Fort Ross
Places
The Russian Village Site - Sloboda

The Russian Village Site - Sloboda

Most of the Russian-American Company population lived outside the fort. Only the higher ranking Russian officials and visitors lived inside. Lower-ranking Company employees and people of mixed ancestry lived in the village complex of houses and gardens that gradually developed outside the northwest stockade walls. Creoles, the children of Russians and Alaska and California Natives, formed a large part of the colony’s population. Population varied over the years. In 1836 Ioann Veniaminov reported: “Fort Ross contains 260 people: 154 male and 106 female. There are 120 Russians, 51 Creoles, 50 Kodiak Aleuts, and 39 baptized Indians.”

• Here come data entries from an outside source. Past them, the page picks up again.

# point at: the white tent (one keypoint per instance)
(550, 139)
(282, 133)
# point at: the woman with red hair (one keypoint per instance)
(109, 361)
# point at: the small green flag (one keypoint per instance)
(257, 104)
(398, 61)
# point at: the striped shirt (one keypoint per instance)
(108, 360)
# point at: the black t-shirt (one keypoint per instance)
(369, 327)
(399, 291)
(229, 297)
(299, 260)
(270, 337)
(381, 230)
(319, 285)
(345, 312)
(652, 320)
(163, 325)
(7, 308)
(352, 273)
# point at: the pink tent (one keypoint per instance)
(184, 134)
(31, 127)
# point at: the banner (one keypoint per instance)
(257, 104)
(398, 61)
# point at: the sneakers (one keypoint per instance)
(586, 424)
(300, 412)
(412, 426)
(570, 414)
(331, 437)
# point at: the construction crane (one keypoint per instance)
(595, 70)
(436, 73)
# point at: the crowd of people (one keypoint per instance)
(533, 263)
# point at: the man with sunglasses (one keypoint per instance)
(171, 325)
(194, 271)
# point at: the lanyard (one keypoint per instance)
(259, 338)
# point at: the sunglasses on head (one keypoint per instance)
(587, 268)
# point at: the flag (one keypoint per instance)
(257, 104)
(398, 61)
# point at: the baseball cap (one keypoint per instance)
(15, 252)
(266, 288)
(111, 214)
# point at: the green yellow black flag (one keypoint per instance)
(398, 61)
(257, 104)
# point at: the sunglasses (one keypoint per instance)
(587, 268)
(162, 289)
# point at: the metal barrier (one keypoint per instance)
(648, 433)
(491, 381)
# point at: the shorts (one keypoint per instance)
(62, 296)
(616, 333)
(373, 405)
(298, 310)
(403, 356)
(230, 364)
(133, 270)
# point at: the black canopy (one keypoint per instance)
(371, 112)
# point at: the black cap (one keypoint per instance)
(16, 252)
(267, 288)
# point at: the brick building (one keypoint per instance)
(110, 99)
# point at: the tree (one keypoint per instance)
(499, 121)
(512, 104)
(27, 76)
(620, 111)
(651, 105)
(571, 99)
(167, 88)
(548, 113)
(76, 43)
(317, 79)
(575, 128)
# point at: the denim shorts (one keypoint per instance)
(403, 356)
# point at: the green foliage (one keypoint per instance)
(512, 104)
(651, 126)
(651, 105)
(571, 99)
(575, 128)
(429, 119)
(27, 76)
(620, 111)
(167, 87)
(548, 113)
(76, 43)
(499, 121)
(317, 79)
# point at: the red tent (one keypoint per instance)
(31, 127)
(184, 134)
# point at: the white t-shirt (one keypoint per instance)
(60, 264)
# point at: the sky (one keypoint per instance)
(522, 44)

Vallejo in 1833 describes the village outside the fort: “The village of the establishment contains 59 large buildings… They are without order or symmetry and are arranged in a confusing and disorienting perspective. Inside the walls there are nine buildings, all of them large and attractive, including the warehouses and granaries.” In 1841 the inventory for Mr. Sutter lists buildings outside the fort: “twenty-four planked dwellings with glazed windows, a floor and a ceiling; each had a garden. There were eight sheds, eight bath houses and ten kitchens.”